Türkiye'nin bir ucundan yola çıkıp binbir badireler ve zorluklarla ta Almanyalara kadar nasıl gittiğini ve bu yolculuk esnasınya yaşanılanları çarpıcı bir şekilde anlatan bir roman bu..
Romanda bu zorunlu kaçışın ve kaçanların hikayelerini inanılmaz bir çabayı hissedeceksiniz
.. her yazarın bir gençlik bir de olgunluk dönemi vardır. Yazarımızda bu kitabıyla artık olgunluk dönemine girdiğini dili kullanma olayları aktarım ve betimleme uslubuyla göstermiş oldu.
Tüm ülkelerin yüz kızartıcı olduğunu söylediği ama bir türlü de asıl kaynağına inip çözmek istemedikleri insan kaçakçılığının canlı tanığıdır yazarımız. Çekilen acıların yaşananların canlı tanığı ve acı çekmiş bir mülteci..
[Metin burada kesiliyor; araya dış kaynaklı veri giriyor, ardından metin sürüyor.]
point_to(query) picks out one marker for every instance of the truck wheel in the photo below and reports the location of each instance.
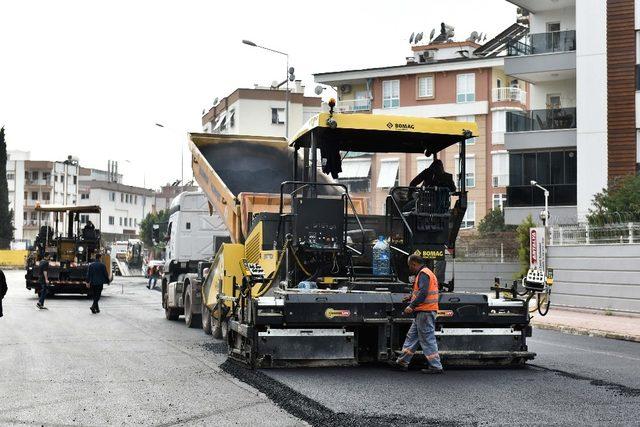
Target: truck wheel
(206, 320)
(170, 313)
(192, 320)
(216, 328)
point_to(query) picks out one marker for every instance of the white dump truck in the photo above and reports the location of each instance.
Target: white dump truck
(194, 234)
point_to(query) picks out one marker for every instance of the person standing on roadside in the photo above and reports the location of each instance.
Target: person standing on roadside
(97, 277)
(424, 303)
(43, 279)
(3, 289)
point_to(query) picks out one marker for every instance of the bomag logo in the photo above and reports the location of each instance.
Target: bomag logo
(330, 313)
(430, 253)
(401, 126)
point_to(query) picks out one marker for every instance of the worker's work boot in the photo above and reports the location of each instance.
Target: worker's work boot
(398, 366)
(431, 370)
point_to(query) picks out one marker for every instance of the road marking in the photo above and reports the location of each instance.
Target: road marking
(584, 349)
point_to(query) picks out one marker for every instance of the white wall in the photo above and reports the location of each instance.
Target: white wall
(591, 87)
(566, 17)
(566, 89)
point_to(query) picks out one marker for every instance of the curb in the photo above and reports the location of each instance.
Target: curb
(589, 332)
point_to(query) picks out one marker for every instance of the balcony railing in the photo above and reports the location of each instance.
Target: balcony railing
(513, 94)
(548, 119)
(527, 195)
(555, 41)
(353, 105)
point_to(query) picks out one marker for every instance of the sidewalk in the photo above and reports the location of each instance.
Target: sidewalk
(616, 326)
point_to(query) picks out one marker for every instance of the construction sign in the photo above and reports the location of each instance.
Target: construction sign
(537, 248)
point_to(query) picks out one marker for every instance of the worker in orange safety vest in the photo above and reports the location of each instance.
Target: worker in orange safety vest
(423, 302)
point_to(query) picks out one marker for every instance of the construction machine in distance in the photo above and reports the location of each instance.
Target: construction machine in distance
(70, 246)
(296, 285)
(127, 257)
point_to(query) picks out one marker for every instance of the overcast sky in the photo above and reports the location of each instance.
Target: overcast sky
(90, 78)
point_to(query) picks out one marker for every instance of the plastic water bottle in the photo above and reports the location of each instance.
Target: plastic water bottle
(381, 258)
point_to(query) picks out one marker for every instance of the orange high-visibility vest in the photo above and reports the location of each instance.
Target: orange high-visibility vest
(431, 302)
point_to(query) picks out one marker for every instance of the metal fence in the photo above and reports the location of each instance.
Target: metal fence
(586, 234)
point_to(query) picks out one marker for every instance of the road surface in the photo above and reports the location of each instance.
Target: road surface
(128, 365)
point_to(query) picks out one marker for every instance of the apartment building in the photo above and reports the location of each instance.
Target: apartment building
(451, 80)
(261, 111)
(32, 182)
(123, 207)
(580, 134)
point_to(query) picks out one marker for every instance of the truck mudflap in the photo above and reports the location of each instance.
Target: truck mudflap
(306, 347)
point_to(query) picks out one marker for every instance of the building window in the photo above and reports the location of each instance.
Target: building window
(388, 176)
(390, 93)
(423, 162)
(469, 220)
(499, 201)
(471, 119)
(470, 171)
(426, 87)
(500, 168)
(277, 116)
(466, 88)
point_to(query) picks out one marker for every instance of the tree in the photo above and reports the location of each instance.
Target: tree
(146, 227)
(493, 222)
(522, 234)
(620, 203)
(6, 219)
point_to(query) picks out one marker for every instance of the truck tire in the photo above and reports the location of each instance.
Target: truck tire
(170, 313)
(190, 319)
(206, 319)
(216, 328)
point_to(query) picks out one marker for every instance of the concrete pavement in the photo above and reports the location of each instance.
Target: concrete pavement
(126, 365)
(582, 322)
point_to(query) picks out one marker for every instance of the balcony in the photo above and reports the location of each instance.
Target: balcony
(509, 94)
(353, 105)
(556, 41)
(542, 57)
(546, 119)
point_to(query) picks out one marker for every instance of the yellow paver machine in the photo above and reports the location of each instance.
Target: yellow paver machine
(296, 286)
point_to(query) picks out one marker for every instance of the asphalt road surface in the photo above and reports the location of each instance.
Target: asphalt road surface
(128, 365)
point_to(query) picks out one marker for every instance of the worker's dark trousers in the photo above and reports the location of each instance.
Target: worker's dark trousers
(96, 291)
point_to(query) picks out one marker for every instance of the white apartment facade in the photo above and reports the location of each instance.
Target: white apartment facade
(261, 111)
(33, 182)
(123, 207)
(580, 135)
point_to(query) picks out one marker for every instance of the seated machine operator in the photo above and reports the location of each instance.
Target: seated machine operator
(435, 176)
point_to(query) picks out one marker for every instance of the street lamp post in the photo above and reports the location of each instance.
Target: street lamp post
(286, 106)
(545, 213)
(160, 125)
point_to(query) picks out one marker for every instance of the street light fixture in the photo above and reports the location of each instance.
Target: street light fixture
(289, 74)
(545, 213)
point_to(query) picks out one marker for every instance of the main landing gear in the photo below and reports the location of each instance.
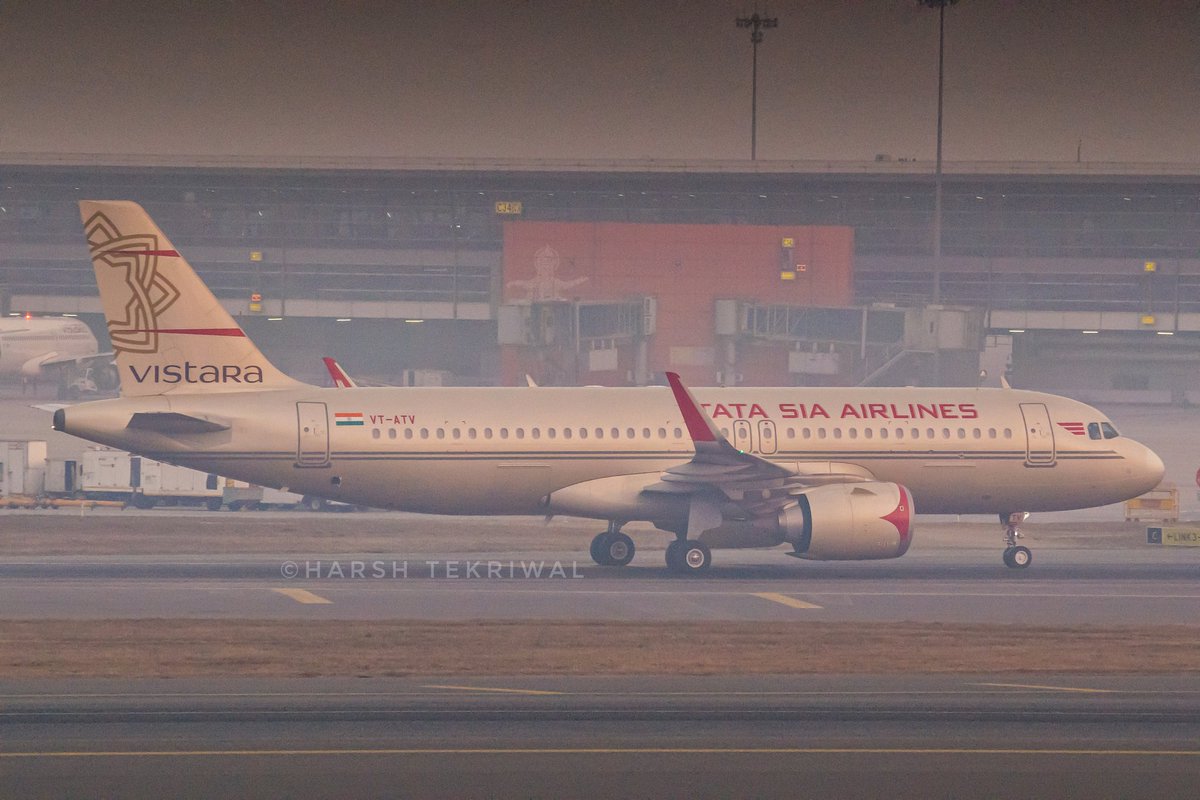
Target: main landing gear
(612, 547)
(1015, 555)
(689, 557)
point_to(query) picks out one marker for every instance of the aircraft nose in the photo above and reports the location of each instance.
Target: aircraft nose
(1152, 468)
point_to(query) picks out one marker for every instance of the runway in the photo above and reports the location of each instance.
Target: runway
(893, 734)
(1151, 585)
(769, 737)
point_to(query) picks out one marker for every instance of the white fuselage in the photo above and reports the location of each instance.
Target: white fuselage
(504, 451)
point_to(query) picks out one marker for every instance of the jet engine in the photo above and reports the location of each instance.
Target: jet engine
(850, 522)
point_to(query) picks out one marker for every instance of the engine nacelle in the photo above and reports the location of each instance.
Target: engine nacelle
(850, 522)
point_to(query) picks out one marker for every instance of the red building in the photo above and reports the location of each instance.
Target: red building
(617, 304)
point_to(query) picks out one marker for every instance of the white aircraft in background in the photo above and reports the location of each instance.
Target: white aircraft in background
(832, 473)
(52, 347)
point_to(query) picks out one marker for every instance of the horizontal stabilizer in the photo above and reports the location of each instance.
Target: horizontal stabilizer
(175, 422)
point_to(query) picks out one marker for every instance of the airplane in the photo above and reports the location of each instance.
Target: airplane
(831, 473)
(52, 347)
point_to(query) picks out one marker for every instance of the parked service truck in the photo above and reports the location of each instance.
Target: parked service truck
(103, 474)
(22, 468)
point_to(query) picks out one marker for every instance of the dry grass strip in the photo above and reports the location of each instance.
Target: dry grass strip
(271, 648)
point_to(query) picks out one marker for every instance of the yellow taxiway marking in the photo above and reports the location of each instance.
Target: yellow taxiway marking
(1053, 689)
(610, 751)
(492, 689)
(303, 596)
(784, 600)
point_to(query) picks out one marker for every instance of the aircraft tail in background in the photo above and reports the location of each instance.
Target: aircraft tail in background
(169, 332)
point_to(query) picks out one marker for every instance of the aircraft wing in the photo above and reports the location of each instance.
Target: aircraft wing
(750, 481)
(54, 359)
(177, 422)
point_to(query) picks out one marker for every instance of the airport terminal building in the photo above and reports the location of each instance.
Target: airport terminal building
(1079, 278)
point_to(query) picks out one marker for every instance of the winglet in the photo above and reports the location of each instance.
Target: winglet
(700, 426)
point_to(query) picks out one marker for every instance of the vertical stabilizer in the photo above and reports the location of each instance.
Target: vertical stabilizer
(169, 334)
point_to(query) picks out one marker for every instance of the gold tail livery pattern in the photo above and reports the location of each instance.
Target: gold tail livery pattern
(169, 332)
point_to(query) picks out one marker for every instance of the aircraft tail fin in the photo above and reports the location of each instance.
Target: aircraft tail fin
(169, 332)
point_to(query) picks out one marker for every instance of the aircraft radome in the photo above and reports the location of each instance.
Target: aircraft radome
(831, 473)
(61, 348)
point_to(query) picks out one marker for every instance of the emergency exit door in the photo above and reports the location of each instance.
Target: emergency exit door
(1038, 435)
(312, 434)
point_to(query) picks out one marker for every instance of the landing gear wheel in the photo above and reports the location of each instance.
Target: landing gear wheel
(617, 551)
(1018, 557)
(689, 557)
(1015, 555)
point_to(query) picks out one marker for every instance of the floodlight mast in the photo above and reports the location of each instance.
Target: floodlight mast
(756, 23)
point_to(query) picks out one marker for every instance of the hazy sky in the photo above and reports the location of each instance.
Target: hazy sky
(1026, 79)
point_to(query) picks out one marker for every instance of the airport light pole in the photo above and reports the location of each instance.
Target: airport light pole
(756, 23)
(937, 169)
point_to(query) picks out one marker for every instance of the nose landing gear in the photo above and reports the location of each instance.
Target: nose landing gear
(1017, 557)
(689, 557)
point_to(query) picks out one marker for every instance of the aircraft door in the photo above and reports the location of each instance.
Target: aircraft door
(1038, 435)
(767, 444)
(743, 435)
(312, 434)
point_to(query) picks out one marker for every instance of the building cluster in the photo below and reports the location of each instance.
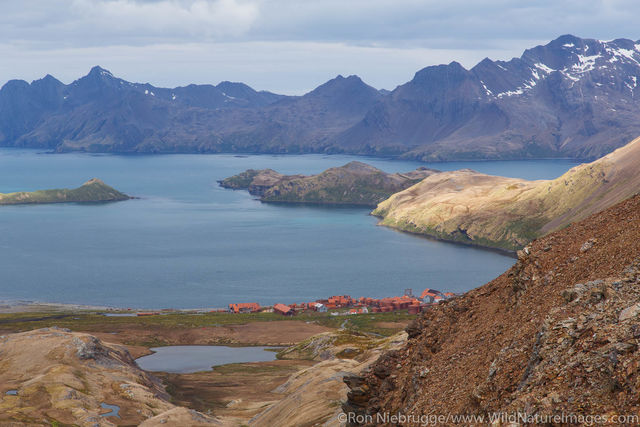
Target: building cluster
(408, 301)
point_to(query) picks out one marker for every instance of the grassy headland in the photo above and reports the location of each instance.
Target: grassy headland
(93, 190)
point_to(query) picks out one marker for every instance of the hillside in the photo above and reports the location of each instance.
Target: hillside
(54, 376)
(555, 334)
(93, 190)
(572, 97)
(355, 183)
(474, 208)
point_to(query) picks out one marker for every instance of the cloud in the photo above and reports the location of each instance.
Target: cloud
(106, 22)
(286, 45)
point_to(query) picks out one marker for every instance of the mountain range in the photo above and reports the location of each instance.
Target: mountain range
(572, 97)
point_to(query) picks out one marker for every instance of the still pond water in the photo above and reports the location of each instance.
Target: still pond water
(184, 359)
(188, 243)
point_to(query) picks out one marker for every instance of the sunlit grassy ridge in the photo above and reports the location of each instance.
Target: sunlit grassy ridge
(93, 190)
(470, 207)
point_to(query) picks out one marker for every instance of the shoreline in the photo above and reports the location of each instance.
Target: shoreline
(506, 252)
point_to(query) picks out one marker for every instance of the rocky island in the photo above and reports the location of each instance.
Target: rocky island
(93, 190)
(355, 183)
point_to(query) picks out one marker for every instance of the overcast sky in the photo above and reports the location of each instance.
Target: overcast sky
(286, 46)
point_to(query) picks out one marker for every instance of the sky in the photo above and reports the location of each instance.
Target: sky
(286, 46)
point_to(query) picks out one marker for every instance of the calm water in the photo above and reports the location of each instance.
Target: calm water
(184, 359)
(189, 243)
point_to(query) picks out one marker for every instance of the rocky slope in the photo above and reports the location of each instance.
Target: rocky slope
(93, 190)
(572, 97)
(555, 334)
(53, 375)
(313, 395)
(355, 183)
(471, 207)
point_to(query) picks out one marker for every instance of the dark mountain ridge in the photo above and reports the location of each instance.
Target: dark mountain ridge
(572, 97)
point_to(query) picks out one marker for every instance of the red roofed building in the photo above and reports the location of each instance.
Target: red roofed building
(285, 310)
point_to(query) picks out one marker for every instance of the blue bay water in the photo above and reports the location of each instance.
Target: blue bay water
(188, 243)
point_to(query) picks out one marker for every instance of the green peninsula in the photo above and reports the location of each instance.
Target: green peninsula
(355, 183)
(93, 190)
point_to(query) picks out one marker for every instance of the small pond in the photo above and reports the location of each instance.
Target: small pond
(183, 359)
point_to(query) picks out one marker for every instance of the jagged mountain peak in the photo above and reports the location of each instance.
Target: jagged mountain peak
(99, 71)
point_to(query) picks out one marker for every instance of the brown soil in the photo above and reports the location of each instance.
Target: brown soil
(392, 325)
(547, 337)
(280, 333)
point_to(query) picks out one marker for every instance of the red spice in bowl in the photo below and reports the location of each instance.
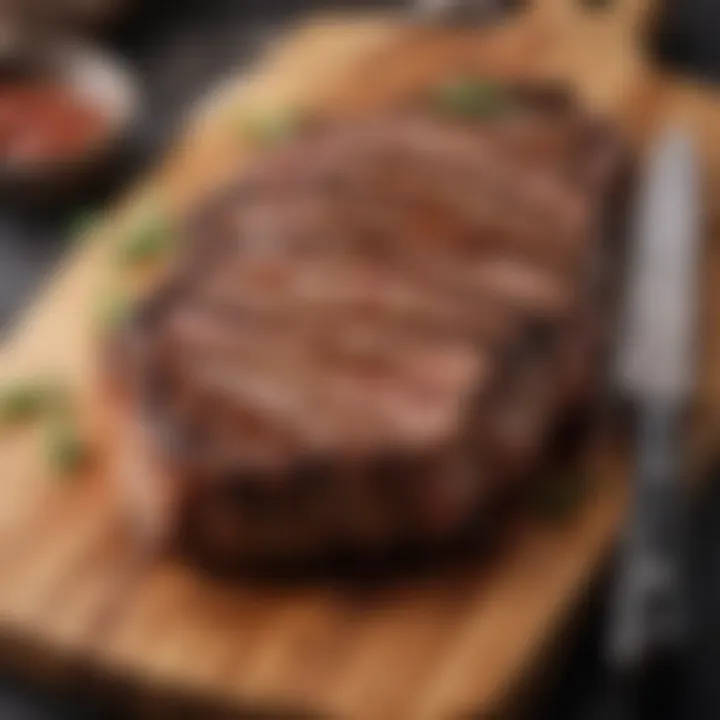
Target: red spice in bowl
(43, 122)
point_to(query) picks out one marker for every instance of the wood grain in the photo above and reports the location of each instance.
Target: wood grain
(73, 600)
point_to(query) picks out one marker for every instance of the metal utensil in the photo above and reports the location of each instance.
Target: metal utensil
(647, 636)
(459, 11)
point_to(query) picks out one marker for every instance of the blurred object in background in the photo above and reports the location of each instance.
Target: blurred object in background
(62, 117)
(687, 36)
(29, 28)
(462, 10)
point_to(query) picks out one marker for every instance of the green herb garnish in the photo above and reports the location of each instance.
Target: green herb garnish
(66, 450)
(82, 225)
(274, 129)
(471, 99)
(148, 240)
(25, 400)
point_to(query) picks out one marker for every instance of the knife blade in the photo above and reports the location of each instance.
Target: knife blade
(657, 348)
(648, 631)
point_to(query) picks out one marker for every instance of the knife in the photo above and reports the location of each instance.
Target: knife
(648, 632)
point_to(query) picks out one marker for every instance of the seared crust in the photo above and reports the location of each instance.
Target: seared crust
(370, 339)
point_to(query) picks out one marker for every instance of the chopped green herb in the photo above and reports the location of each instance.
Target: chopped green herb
(471, 99)
(274, 129)
(67, 452)
(26, 400)
(146, 241)
(21, 402)
(82, 225)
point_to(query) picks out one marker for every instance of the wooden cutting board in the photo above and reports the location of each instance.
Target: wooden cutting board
(432, 647)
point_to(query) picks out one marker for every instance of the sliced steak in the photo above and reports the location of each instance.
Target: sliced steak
(369, 340)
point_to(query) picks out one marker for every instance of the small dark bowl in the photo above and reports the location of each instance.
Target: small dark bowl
(103, 82)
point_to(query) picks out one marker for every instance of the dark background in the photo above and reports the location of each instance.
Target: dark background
(178, 48)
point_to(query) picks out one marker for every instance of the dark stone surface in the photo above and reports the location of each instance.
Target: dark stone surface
(177, 49)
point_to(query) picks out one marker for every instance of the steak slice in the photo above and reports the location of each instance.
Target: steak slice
(370, 339)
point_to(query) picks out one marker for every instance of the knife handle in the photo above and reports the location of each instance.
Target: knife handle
(649, 617)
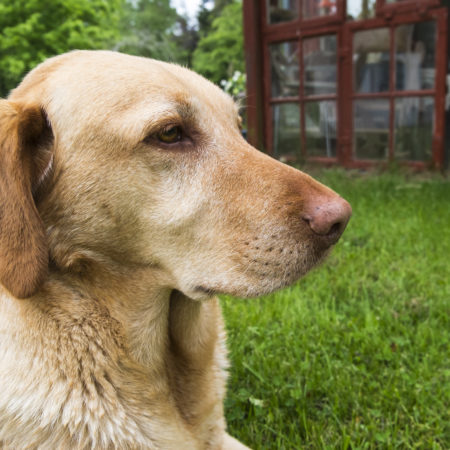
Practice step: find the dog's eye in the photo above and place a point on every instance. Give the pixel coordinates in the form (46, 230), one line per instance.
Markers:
(170, 135)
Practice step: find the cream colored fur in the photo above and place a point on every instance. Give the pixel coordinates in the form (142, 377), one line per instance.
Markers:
(117, 342)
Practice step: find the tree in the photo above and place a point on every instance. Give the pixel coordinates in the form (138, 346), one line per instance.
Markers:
(221, 52)
(33, 30)
(149, 29)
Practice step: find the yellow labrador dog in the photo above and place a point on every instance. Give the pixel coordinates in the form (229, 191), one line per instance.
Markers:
(128, 200)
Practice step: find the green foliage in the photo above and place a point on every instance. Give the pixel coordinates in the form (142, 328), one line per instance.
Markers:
(221, 52)
(235, 85)
(356, 355)
(148, 29)
(33, 30)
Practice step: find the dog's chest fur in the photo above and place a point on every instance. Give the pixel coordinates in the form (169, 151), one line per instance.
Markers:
(73, 376)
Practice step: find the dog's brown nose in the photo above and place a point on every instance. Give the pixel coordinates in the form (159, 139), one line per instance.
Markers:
(328, 217)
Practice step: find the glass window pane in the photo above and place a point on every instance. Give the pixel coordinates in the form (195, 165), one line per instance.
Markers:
(281, 10)
(371, 60)
(415, 56)
(360, 9)
(320, 128)
(413, 128)
(371, 129)
(319, 55)
(317, 8)
(284, 69)
(286, 130)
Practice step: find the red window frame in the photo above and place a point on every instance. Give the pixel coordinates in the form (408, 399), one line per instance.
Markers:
(259, 35)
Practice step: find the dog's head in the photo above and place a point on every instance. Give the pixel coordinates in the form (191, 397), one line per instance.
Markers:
(136, 162)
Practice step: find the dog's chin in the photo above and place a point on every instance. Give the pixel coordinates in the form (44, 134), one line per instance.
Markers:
(244, 286)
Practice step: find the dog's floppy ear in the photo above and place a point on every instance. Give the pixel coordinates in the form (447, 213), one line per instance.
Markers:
(23, 247)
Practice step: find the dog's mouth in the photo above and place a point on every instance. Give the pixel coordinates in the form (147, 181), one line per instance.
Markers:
(260, 273)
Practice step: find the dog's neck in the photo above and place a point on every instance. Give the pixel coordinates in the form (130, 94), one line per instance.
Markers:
(156, 319)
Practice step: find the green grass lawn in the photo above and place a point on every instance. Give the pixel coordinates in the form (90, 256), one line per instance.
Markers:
(357, 354)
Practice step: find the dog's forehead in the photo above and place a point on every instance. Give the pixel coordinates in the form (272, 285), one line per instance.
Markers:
(103, 80)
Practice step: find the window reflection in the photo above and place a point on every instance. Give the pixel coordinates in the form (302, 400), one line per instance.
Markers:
(319, 55)
(413, 128)
(320, 128)
(360, 9)
(318, 8)
(371, 128)
(415, 56)
(281, 10)
(371, 60)
(284, 69)
(286, 130)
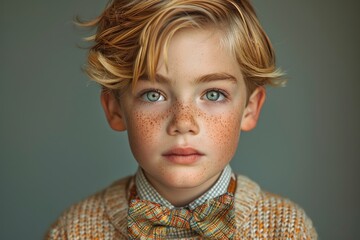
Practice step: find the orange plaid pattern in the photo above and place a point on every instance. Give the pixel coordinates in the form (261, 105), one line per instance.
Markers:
(214, 219)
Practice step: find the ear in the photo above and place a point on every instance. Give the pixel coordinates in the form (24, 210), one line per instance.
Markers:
(252, 110)
(112, 111)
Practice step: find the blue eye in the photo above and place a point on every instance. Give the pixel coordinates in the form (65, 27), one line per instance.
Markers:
(214, 95)
(152, 96)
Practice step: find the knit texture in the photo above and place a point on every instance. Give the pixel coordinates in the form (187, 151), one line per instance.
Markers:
(258, 215)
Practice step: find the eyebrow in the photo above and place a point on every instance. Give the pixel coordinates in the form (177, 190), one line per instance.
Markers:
(202, 79)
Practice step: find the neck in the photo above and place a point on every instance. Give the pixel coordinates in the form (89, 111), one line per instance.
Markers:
(180, 197)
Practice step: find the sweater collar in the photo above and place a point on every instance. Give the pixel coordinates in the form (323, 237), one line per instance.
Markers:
(116, 201)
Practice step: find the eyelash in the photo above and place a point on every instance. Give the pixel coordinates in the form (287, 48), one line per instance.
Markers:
(147, 91)
(223, 93)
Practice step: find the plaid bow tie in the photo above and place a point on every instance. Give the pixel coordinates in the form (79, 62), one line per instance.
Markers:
(215, 219)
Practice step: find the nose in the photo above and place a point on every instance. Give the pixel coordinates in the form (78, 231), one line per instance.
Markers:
(183, 120)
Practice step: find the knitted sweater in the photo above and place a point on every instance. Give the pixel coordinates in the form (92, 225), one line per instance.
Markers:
(259, 215)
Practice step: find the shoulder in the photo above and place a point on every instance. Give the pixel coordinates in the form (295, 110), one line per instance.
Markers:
(263, 215)
(99, 216)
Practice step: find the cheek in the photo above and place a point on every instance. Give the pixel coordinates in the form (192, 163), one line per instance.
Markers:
(143, 128)
(224, 131)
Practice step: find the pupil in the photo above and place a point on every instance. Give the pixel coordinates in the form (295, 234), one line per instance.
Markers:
(153, 96)
(213, 95)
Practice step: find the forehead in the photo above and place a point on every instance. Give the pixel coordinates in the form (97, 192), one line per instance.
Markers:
(194, 52)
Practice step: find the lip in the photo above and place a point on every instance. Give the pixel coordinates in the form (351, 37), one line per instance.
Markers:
(183, 156)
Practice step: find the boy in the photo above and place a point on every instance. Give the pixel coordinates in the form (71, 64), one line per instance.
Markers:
(183, 78)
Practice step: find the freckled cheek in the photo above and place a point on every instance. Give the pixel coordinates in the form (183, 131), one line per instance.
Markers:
(143, 130)
(224, 133)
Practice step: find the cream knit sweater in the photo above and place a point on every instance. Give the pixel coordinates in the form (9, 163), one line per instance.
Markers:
(259, 215)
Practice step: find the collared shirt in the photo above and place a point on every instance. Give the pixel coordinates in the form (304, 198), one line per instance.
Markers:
(147, 192)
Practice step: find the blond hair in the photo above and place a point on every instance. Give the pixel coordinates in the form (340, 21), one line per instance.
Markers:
(131, 34)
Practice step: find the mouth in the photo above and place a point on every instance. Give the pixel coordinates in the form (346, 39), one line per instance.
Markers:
(183, 156)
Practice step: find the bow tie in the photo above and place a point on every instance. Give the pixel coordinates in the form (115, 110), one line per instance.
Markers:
(214, 219)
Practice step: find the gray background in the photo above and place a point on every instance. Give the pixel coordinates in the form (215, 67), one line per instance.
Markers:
(56, 147)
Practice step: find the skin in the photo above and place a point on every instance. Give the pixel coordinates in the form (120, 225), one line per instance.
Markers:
(198, 101)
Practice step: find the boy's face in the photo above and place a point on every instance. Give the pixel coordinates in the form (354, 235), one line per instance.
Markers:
(184, 128)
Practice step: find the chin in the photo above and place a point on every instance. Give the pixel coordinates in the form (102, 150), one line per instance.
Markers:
(187, 178)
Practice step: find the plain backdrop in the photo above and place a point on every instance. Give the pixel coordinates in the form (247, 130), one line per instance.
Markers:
(56, 147)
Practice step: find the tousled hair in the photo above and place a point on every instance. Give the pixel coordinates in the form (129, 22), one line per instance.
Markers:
(131, 34)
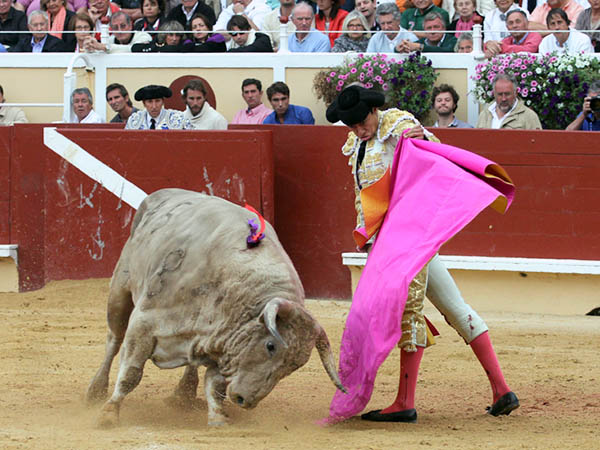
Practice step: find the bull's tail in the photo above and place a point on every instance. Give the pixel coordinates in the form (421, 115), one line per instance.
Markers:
(256, 233)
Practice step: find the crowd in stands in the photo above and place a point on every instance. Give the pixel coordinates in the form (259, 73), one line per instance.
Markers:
(313, 26)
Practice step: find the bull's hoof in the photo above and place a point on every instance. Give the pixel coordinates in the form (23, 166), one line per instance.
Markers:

Ama onun asıl bu acılara dayanmasını sağlayan iki ulvi kadın ve aşkı var.
Annesi ve Zehra'sı.
Zehras'ı ki belki kendisiyle yüzleştiği zaman kendisine söyleyemediklerini toplarsak ta oradan buraya yol olur derlerya öyle bir aşk tanrıçası. Ve onun sevgisi binbir türlü acıyı çileyi aşmasının tek nedeni. Evet Zehra olmasaydı yazarımızda şu anda olmazdı. Ve yazarımız Zehra'ya olan aşkını kelimelerle bile ifade etmekte zorlanmakta.
Zehra onun hayatı yaşamasının tek sebebi ve hayatının amacı..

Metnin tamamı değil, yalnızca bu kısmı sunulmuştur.